Wet For Me, c’est 10 ans d’engagement à faire mouiller la scène du clubbing parisien, afin que les lesbiennes, les clubbeuses et toutes personnes cherchant un lieu de fête doublé d’un espace safe soient servies ! Toujours soucieuse de programmer des artistes émergents.es, RAG a partagé avec Trax sa vision du monde de la musique et de la nuit.
Ça fait combien de temps que tu es DJ ?
J’ai commencé à jouer au début des années 2000. À l’époque, j’ai d’abord mixé dans des bars dans le Marais – mais c’était toujours des bars techno et électro. J’ai joué notamment au Mixer Bar, où j’ai rencontré une fille DJ qui s’appelait D-Press. C’est elle m’a initiée au Djing. Je pense que le fait qu’elle soit une femme DJ m’a aidé et donné un repère, surtout à l’époque où il n’y avait que des mecs.

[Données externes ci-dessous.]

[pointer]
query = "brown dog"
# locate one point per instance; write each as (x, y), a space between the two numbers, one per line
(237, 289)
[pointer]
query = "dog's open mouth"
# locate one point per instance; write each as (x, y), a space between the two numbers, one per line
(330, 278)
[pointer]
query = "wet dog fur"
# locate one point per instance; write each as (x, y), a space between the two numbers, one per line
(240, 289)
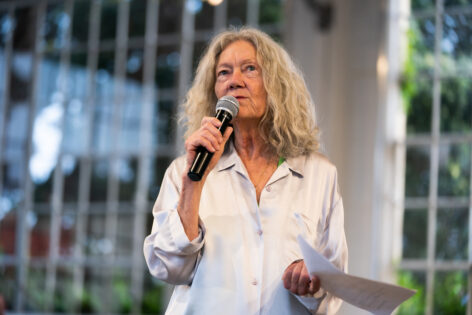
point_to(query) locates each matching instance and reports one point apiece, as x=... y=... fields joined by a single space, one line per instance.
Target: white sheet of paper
x=376 y=297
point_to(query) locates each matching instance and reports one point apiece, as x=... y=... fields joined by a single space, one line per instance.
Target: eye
x=251 y=68
x=222 y=73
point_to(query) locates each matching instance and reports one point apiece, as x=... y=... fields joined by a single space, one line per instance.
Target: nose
x=236 y=80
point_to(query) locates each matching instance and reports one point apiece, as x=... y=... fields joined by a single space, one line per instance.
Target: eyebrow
x=245 y=61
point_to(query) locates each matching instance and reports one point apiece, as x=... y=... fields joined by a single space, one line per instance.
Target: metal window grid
x=139 y=208
x=434 y=140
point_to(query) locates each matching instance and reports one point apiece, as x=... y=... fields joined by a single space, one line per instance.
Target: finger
x=314 y=285
x=227 y=134
x=295 y=277
x=213 y=130
x=303 y=281
x=215 y=141
x=287 y=277
x=211 y=120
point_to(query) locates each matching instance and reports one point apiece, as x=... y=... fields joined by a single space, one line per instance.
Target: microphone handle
x=203 y=157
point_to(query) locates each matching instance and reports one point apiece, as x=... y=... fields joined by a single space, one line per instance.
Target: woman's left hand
x=297 y=279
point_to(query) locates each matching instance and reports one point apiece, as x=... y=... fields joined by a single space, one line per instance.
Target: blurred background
x=89 y=94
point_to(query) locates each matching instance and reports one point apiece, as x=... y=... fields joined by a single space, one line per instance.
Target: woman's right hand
x=209 y=137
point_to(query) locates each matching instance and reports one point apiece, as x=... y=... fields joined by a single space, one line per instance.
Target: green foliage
x=450 y=293
x=454 y=170
x=414 y=233
x=416 y=304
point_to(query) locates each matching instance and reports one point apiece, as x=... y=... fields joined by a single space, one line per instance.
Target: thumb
x=227 y=134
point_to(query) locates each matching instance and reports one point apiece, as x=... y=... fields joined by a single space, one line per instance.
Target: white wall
x=341 y=69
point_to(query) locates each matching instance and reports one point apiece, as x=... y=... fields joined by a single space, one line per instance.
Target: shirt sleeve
x=169 y=254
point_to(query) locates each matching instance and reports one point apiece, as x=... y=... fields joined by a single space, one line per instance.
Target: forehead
x=240 y=49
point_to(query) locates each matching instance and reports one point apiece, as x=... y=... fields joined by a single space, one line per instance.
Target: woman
x=228 y=242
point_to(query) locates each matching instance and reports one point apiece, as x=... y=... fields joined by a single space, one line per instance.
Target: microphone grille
x=229 y=104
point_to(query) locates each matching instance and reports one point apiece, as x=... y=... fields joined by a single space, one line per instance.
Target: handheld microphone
x=227 y=107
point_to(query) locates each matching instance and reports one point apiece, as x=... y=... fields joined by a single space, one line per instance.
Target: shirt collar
x=230 y=158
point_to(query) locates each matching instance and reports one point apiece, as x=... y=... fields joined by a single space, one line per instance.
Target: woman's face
x=238 y=74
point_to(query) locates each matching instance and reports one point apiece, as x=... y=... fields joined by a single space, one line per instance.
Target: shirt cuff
x=312 y=303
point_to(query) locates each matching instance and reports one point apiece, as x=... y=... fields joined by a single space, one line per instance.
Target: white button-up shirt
x=236 y=264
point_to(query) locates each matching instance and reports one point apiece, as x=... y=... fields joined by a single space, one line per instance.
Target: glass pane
x=456 y=44
x=24 y=30
x=198 y=51
x=57 y=23
x=456 y=105
x=75 y=122
x=418 y=95
x=66 y=299
x=450 y=3
x=94 y=291
x=153 y=295
x=35 y=290
x=237 y=12
x=98 y=185
x=7 y=26
x=170 y=13
x=108 y=19
x=43 y=189
x=417 y=171
x=96 y=243
x=204 y=17
x=454 y=170
x=450 y=293
x=128 y=173
x=39 y=241
x=124 y=234
x=415 y=230
x=422 y=4
x=422 y=38
x=132 y=106
x=71 y=172
x=80 y=22
x=67 y=236
x=134 y=66
x=168 y=62
x=452 y=234
x=8 y=286
x=270 y=12
x=121 y=292
x=99 y=289
x=163 y=124
x=415 y=280
x=137 y=21
x=159 y=166
x=104 y=106
x=8 y=221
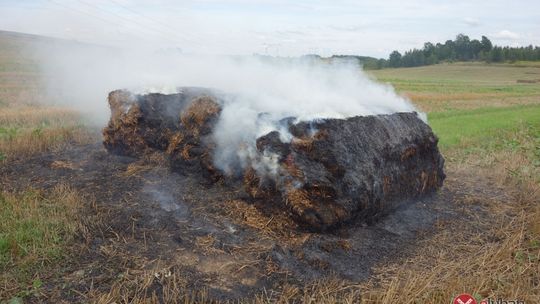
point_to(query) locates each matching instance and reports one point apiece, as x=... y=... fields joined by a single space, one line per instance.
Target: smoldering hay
x=325 y=171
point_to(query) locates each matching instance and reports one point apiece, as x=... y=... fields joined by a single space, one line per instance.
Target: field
x=59 y=244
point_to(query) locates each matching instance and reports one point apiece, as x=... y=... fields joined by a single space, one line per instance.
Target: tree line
x=460 y=49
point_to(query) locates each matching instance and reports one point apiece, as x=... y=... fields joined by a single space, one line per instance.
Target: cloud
x=471 y=22
x=506 y=35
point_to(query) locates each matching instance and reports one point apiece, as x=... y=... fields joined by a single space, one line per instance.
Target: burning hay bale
x=328 y=171
x=336 y=169
x=178 y=124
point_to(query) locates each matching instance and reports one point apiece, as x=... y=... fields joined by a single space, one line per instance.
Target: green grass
x=482 y=126
x=35 y=229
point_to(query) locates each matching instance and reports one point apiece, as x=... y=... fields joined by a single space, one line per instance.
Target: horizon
x=274 y=28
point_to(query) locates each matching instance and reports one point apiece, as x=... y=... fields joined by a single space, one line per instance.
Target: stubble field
x=486 y=116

Tu as toujours voulu être DJ ?
J’ai toujours été musicienne, j’ai fait du piano et du saxo pendant longtemps. Très jeune, j’étais assez fascinée par les clubs et le monde de la nuit. Je suis beaucoup sortie, très vite et très jeune, à partir de 16-17 ans, j’étais assez précoce sur ce point !
Tu sortais où ?
Au début, j’allais plutôt dans des endroits branchés comme les Bains Douches, et il y avait encore le Palace à l’époque, sous la direction artistique des Guetta. J’allais aussi aux Folies Pigalle, c’était plus trash.J’étais totalement fascinée et ma culture club s’est construite très vite. Passer du piano aux platines, ça s’est fait naturellement. Puis au-delà de mixer, j’ai toujours voulu organiser des évènements. Pendant mes études supérieures, j’ai été élue présidente du BDE et j’ai toute de suite commencé à organiser des soirées ! J’aimais déjà bien produire des évènements, même à 18 ans.

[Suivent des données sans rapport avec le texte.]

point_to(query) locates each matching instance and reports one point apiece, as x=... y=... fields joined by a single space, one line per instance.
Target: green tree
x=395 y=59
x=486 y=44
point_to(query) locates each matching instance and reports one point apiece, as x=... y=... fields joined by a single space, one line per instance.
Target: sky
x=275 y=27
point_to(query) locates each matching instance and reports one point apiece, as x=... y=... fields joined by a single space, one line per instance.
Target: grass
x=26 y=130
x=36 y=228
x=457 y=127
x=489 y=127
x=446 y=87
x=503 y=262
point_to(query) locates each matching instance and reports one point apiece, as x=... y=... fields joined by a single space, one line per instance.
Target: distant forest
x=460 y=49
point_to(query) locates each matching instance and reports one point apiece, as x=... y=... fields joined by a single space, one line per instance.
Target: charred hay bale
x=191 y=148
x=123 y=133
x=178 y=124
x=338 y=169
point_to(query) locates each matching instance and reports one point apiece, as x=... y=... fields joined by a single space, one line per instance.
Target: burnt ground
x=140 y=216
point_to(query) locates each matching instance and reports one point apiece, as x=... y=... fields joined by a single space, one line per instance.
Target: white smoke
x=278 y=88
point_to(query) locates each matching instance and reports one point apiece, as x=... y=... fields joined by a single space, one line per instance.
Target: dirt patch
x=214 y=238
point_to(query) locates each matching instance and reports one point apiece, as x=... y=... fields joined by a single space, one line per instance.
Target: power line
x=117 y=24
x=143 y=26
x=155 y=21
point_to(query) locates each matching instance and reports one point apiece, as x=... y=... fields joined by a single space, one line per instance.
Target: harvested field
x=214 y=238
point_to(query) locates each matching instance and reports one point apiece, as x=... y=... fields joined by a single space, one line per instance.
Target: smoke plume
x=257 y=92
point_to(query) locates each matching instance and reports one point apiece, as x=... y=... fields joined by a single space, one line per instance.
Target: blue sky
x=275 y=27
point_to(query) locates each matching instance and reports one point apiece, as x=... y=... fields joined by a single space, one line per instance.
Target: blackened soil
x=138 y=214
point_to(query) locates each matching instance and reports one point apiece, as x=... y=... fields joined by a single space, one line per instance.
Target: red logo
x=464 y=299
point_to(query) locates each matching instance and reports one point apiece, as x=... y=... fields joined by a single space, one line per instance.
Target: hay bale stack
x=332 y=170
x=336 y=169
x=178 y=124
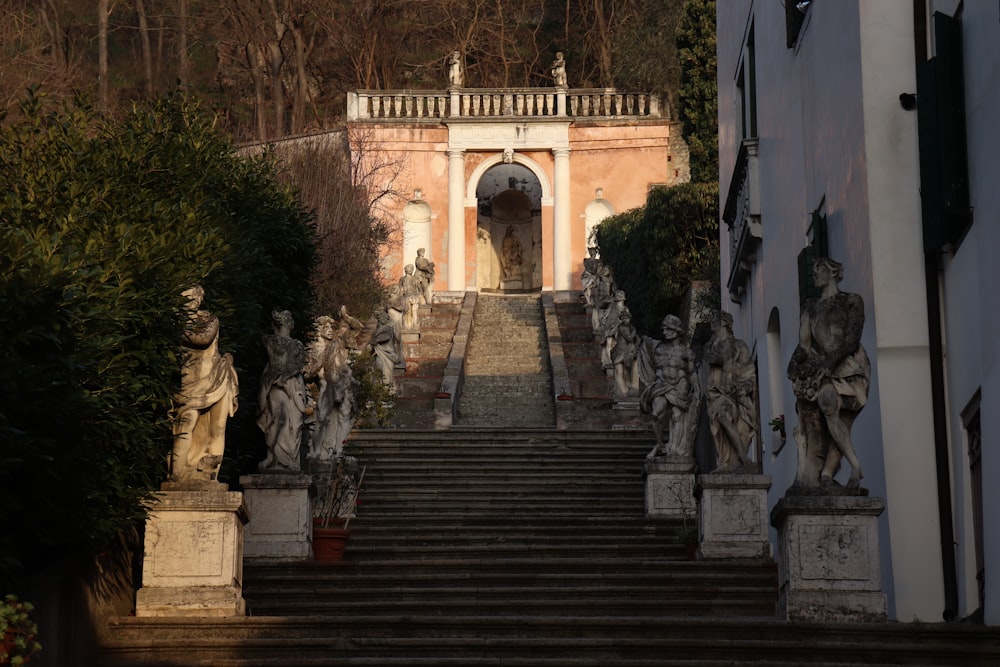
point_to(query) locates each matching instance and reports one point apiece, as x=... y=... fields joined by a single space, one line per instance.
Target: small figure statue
x=731 y=383
x=559 y=71
x=456 y=78
x=625 y=357
x=425 y=273
x=207 y=398
x=328 y=363
x=830 y=373
x=667 y=371
x=383 y=344
x=411 y=292
x=511 y=255
x=611 y=317
x=282 y=398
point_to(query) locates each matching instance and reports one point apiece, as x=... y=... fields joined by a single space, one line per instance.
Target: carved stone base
x=670 y=487
x=829 y=558
x=280 y=507
x=732 y=516
x=193 y=553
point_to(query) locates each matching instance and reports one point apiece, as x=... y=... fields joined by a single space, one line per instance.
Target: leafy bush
x=104 y=223
x=656 y=251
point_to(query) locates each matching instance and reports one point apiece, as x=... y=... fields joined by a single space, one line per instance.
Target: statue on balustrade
x=830 y=373
x=671 y=394
x=207 y=397
x=729 y=396
x=383 y=344
x=328 y=368
x=456 y=78
x=559 y=71
x=425 y=273
x=281 y=402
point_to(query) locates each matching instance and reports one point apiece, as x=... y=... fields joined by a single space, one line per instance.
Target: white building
x=818 y=121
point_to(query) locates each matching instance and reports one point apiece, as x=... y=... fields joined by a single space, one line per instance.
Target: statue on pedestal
x=830 y=373
x=559 y=71
x=282 y=399
x=328 y=364
x=425 y=273
x=456 y=78
x=207 y=398
x=511 y=255
x=670 y=397
x=732 y=380
x=383 y=344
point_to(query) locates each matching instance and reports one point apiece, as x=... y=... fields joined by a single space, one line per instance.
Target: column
x=456 y=220
x=562 y=260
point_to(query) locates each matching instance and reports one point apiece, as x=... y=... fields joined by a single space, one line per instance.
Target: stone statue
x=411 y=292
x=456 y=78
x=511 y=255
x=383 y=344
x=425 y=273
x=625 y=357
x=667 y=371
x=559 y=71
x=732 y=380
x=328 y=365
x=350 y=327
x=282 y=399
x=207 y=398
x=611 y=317
x=830 y=373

Est-ce que tu as voulu afficher un engagement en faveur des causes lesbiennes et féministes dès tes débuts – lorsque tu organisais des soirées étudiantes ?
En fait, je n’en avais pas encore vraiment conscience. C’est vrai que j’essayais de mettre en avant les copines, d’apporter quelque chose de nouveau, de valoriser des gens qui étaient un peu en marge, qui n’étaient pas forcément dans la lumière. C’est ce que je fais aujourd’hui finalement – sauf que là j’en ai pleinement conscience, je le revendique et j’en parle.

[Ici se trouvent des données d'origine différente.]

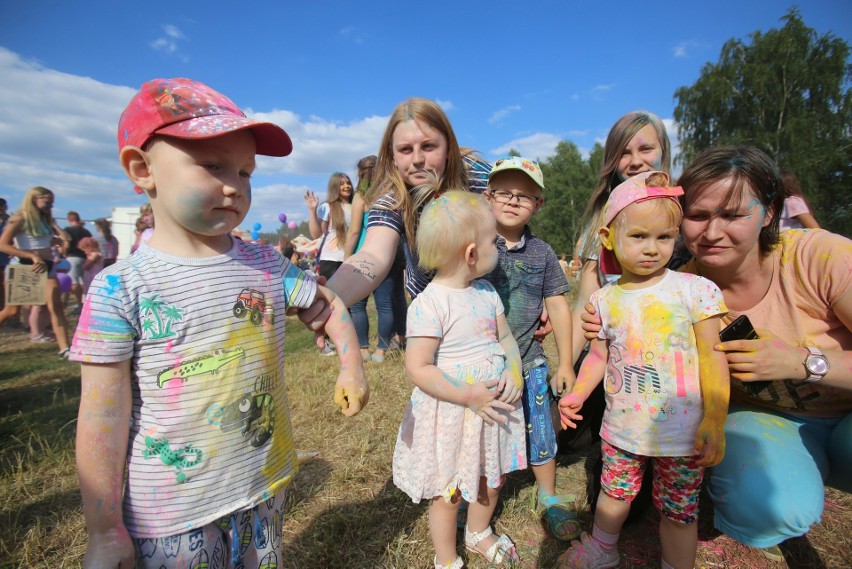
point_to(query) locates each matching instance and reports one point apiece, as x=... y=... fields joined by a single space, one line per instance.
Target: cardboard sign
x=24 y=285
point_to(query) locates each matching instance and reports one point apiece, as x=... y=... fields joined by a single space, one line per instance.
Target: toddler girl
x=463 y=429
x=662 y=406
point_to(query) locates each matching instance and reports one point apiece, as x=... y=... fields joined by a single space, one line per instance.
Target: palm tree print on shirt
x=158 y=317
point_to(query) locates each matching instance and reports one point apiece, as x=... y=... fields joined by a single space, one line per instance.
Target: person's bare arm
x=715 y=392
x=481 y=397
x=103 y=426
x=771 y=358
x=364 y=271
x=351 y=391
x=588 y=283
x=560 y=315
x=591 y=374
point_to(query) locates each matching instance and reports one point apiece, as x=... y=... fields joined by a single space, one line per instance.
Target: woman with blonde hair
x=28 y=235
x=418 y=145
x=331 y=220
x=106 y=241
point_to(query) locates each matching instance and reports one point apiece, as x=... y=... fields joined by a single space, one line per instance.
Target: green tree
x=569 y=180
x=787 y=93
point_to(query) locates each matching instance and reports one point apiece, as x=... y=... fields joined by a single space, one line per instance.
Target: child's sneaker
x=587 y=553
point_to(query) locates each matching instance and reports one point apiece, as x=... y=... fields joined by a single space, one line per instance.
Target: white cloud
x=685 y=48
x=503 y=113
x=168 y=43
x=353 y=35
x=59 y=130
x=598 y=91
x=536 y=146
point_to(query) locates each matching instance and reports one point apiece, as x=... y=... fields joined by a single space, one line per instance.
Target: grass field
x=345 y=511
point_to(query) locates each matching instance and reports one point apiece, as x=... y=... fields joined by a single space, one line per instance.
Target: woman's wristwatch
x=816 y=364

Tu t’es rendu compte de ces problématiques en devenant réellement DJ ? Est-ce que tu as vécu des choses particulières – comme être la seule DJ femme à une soirée ou un festival – qui t’ont interloqué ?
Être la seule DJ femme dans un festival, ça m’arrive encore aujourd’hui – comme le mois dernier en Afrique du Sud au Cape Town Electronic Festival, où j’étais la seule femme headliner.J’ai pris davantage conscience des inégalités sexistes en voulant organiser des évènements. Au quotidien, on est toujours confronté à un machisme ancré – c’est-à-dire que les djs hommes, surtout au début des années 2000, étaient souvent entre eux et très exclusifs. Ils ne nous prenaient jamais au sérieux – et ça, c’est une chose qui m’a toujours agacée ! Dans les backstages des festivals ou des clubs, c’est toujours pareil, aujourd’hui aussi. Il y a une certaine séparation qui s’installe. Entre garçons, il a des réseaux qui se créent : tu me bookes, je te booke. Du coup entre filles, on fait pareil. Il y a une certaine sororité par la force des choses, alors que ça n’était pas le but initial – à savoir être inclusif.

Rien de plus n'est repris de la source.